As soon as I’ve got rid of the fidgets out of my mind
As soon as I’ve stopped planning what will happen next
As soon as I’ve learnt to sit in the parish church and let others lead the worship
As soon as I’ve let God enfold me just as the tide enfolds the island I will hear words that I have longed to hear yet to which I do not want to listen.
Sometime in those blessèd days on that holy place, God will sneak up on me and whisper in my ear ‘Andrew, I love you’.
‘No you don’t’ I reply instantly.
‘Oh but I do’ our Beloved replies instantly.
And we enter into a pantomime script routine that eventually brings me to my knees and through tear stained eyes I whisper back ‘thank you’.
I can’t escape the tide of God’s love. I can’t run away. I have to admit that no matter how ugly and unlovely I find myself to me God looks at me, God looks at all of God’s children, smiles, and says ‘with you I am well pleased.’
A Retreat is a Lockdown of God’s Love.
Much as Lent, when entered into fully, can become.
In Lent God, as Cliff Richard sang, says ‘I’m gonna give you, forty days to get back home’ …to my love.’
Friends use this precious time wisely. Take the opportunity provided by our physical lockdown, social distancing, and self-shielding to turn our eyes and ears Godward.
This is the centre of the Gospel; God loves you and sent his Son to show how deep and wide and broad and high that love is.
Let us not pass up this time to take the slogan ‘Hands, Face, Space’ into our journey of faith.
This Lent may we;
Lift up our hands in prayer
Turn our faces towards God
And makes space to hear God’s love song for us.

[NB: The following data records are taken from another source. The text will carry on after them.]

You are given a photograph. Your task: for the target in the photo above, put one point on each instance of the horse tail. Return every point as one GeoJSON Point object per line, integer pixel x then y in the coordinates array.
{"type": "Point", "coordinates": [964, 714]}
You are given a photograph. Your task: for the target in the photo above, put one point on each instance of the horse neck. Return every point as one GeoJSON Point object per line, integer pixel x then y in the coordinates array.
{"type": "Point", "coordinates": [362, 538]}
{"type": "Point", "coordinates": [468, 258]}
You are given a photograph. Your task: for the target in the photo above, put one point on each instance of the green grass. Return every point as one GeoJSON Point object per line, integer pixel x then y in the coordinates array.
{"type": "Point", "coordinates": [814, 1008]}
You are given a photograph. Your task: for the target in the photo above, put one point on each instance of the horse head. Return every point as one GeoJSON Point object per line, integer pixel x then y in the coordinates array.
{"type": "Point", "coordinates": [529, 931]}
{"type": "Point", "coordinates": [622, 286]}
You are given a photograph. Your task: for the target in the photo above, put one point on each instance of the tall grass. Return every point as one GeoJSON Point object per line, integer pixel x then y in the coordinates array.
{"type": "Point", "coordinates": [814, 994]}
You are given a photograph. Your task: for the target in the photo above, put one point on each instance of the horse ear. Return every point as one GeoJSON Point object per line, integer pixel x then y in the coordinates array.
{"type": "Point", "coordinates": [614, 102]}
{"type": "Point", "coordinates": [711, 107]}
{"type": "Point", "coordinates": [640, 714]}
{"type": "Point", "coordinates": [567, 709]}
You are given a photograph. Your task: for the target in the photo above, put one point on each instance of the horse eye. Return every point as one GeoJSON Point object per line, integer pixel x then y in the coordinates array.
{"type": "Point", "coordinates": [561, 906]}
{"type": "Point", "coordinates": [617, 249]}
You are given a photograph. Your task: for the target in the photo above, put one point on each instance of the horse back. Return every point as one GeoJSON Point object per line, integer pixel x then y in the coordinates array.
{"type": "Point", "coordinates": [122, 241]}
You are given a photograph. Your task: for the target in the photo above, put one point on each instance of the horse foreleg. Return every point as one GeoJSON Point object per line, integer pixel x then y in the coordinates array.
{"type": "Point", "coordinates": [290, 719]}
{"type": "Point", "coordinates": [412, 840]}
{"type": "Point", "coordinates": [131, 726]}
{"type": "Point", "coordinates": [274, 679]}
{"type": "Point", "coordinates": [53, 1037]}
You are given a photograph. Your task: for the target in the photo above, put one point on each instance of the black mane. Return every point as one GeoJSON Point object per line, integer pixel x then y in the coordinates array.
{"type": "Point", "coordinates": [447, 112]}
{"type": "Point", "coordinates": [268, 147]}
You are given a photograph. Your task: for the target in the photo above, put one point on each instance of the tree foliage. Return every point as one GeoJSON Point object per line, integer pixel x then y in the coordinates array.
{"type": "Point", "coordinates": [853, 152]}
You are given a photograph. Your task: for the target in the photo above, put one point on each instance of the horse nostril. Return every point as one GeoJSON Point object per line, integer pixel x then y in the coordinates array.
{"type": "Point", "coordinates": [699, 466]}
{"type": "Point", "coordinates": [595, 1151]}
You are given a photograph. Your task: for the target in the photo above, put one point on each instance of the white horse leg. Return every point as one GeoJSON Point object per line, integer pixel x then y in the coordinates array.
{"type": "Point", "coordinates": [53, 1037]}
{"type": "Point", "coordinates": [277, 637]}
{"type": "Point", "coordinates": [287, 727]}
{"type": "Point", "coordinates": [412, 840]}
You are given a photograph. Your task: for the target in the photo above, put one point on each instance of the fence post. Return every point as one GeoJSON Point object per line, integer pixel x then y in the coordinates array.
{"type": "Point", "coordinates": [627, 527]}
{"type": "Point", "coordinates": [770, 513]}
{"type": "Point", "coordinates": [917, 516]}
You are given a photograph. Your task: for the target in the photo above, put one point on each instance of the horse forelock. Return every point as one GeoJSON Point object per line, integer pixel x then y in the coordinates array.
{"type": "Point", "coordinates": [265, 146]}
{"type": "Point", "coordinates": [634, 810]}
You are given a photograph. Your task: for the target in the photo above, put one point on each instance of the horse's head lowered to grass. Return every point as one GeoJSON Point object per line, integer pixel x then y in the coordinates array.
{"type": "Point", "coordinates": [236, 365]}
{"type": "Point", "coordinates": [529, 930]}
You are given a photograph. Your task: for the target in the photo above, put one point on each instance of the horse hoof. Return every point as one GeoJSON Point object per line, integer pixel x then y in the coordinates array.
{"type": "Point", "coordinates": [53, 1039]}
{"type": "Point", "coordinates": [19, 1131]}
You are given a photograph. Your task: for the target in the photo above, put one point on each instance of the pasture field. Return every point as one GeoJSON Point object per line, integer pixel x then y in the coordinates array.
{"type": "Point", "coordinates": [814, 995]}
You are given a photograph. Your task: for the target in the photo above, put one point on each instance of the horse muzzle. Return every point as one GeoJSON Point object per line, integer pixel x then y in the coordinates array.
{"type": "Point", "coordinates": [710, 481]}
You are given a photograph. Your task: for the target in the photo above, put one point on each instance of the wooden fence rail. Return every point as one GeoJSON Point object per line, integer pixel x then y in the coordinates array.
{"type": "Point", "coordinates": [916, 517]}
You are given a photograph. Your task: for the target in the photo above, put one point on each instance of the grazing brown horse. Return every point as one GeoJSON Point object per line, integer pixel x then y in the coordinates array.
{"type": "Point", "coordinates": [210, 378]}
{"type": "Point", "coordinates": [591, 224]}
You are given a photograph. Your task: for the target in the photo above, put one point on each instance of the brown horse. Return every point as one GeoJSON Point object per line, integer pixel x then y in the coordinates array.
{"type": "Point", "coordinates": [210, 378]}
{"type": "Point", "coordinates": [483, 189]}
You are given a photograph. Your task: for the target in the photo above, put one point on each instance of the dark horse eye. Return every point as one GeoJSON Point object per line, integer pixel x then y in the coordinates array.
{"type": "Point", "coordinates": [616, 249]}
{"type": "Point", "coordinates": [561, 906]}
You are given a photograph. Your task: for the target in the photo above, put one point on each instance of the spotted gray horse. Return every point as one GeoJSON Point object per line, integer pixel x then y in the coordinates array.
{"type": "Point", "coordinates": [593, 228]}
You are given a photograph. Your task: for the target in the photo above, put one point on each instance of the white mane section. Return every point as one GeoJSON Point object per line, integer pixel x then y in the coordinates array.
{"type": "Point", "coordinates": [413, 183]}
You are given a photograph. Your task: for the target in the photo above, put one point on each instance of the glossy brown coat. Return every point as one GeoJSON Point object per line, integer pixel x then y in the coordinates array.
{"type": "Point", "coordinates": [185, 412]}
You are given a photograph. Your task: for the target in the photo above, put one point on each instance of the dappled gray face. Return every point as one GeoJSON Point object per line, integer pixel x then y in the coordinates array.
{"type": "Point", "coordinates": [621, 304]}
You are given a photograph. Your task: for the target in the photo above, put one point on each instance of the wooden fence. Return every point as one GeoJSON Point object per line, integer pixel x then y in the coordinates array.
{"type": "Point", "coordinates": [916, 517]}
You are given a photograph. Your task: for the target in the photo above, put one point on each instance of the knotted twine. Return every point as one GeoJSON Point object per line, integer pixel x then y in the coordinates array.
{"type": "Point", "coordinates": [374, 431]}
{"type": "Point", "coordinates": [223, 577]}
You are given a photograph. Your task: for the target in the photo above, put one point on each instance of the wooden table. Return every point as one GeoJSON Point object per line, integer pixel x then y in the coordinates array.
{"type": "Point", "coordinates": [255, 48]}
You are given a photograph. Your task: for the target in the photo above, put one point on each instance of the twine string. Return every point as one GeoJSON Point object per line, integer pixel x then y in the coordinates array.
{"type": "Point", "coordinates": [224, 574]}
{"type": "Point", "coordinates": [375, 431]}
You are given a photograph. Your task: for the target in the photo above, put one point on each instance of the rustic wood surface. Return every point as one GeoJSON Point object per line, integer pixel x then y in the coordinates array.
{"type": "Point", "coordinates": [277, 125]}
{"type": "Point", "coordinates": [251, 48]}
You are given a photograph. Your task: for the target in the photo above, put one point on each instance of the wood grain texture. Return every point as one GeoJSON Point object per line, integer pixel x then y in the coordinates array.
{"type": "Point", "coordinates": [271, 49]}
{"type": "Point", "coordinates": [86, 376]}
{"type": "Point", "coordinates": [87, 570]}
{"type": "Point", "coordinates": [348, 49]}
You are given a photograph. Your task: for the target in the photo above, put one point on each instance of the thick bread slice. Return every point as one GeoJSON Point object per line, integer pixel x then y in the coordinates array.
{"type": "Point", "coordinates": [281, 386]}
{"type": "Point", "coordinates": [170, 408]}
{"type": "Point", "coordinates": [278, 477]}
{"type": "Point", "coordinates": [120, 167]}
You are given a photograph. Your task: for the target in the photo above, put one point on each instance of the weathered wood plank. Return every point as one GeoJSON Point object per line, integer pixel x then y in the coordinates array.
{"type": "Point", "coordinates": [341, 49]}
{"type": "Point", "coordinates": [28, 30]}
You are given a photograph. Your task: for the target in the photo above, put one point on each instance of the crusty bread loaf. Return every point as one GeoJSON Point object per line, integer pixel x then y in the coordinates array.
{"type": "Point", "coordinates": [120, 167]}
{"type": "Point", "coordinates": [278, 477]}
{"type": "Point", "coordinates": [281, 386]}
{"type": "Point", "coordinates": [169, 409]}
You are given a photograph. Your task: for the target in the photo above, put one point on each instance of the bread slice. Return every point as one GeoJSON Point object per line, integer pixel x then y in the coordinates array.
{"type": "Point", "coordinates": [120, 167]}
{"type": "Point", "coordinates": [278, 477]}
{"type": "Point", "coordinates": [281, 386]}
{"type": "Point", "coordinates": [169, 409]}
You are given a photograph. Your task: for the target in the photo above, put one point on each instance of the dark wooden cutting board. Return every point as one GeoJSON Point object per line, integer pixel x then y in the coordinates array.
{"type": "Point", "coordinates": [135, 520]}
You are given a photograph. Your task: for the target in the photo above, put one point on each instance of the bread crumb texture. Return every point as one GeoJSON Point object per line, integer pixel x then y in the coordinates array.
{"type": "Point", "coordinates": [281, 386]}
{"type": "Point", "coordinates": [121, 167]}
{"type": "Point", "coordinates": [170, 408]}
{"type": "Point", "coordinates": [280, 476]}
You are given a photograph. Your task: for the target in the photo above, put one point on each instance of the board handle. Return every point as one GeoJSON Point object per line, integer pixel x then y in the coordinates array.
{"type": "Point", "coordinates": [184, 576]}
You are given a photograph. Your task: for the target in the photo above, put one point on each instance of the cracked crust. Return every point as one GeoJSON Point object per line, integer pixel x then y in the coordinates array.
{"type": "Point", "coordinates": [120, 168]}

Prayer of the Tides – from St Mary’s Church, Holy Island
From the flowing of the tide to its ebbing
From the waxing of life to its waning
Of your peace provide us
Of your life lead us
Of your goodness give us
Of your grace grant us
Of your power protect us
Of your love lift us
And in your arms accept us
From the ebbing of the tide to its flowing
From the waning of life to its waxing.